My husband Mark and I run our own business creating directories for the queer community, which in turn means we get our own health care coverage on the individual market. On Friday morning, we watched in abject fear as the US government came *this close* to taking a step which, according to the Congressional Budget Office, would have increased our monthly payments by 20% a year for each of the next eight years.
Despite the two GOP women who stood against the bill and John McCain’s last minute vote, we’re by no means out of the woods on this. The market may still be destabilized by the actions of the current administration.
I’m telling y’all this not so that you’ll feel sorry for me, but to point out how precarious and unpredictable our lives are these days. A few years ago, Mark and I weren’t allowed to get married, and there are still some places where we don’t dare go as a gay couple. Although we have made great strides these last twenty years, bigotry has reared its ugly head once again in our society.
Which brings me back to writing. I and many of my peers write science fiction or fantasy, stories which take place in worlds separated from ours by space and/or time. For a long time, especially while the arc of history seemed to be bending our way, I’d hear folks say that we shouldn’t be writing bigotry into our stories, that we needed to show a future or alternate society where being queer no longer mattered. One where we were all judged on our own merits, not because we were gay or trans or black or rich or poor. Our fiction should be aspirational, folks would say, providing a slice of hope for what could be.
The parallel argument was that surely future generations wouldn’t be saddled by the same bigotry, and that to include homophobia and racism and the like in these stories was anachronistic, like writing a story in 2017 where people still use pay phones.
The argument kinda made sense to me at the time, and I still really love the aspirational aspect of it. There’s nothing wrong with writing about a more egalitarian society than ours in your stories.
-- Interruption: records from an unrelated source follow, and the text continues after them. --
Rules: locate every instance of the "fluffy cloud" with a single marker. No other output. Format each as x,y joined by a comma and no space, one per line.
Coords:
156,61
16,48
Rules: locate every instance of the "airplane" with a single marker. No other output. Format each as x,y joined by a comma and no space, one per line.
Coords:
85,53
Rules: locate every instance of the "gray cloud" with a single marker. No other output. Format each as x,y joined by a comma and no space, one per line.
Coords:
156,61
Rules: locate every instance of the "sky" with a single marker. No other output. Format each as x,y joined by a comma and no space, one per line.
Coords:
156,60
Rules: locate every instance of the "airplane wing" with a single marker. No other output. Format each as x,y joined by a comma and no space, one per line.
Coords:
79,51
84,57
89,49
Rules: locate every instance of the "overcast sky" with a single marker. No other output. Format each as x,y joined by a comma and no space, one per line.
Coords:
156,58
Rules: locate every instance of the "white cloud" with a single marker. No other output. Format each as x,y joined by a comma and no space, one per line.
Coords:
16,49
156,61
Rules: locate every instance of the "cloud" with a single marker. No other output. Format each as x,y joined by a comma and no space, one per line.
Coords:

But now I have started to wonder if we will ever be free of bigotry and phobia, or if it will always be with us, either just under the surface or alive and well in the public sphere. Certainly the events of the last two years show us it’s not dead. if anything, it has become newly resurgent.
Do we as authors need to stand up and shine a light on it through our work, mirroring it back to our readers? Do we have a responsibility to keep this conversation alive in the public dialogue, to make our readers think about it and how we might tackle humanity’s dark nature in its latest iteration?
What do you think? As queer speculative fiction writers, should our works be aspirational? Or should they be more gritty and “real” when it comes to the challenges we face today? Is there room for both? As a writer, what are you doing these days in your own writing?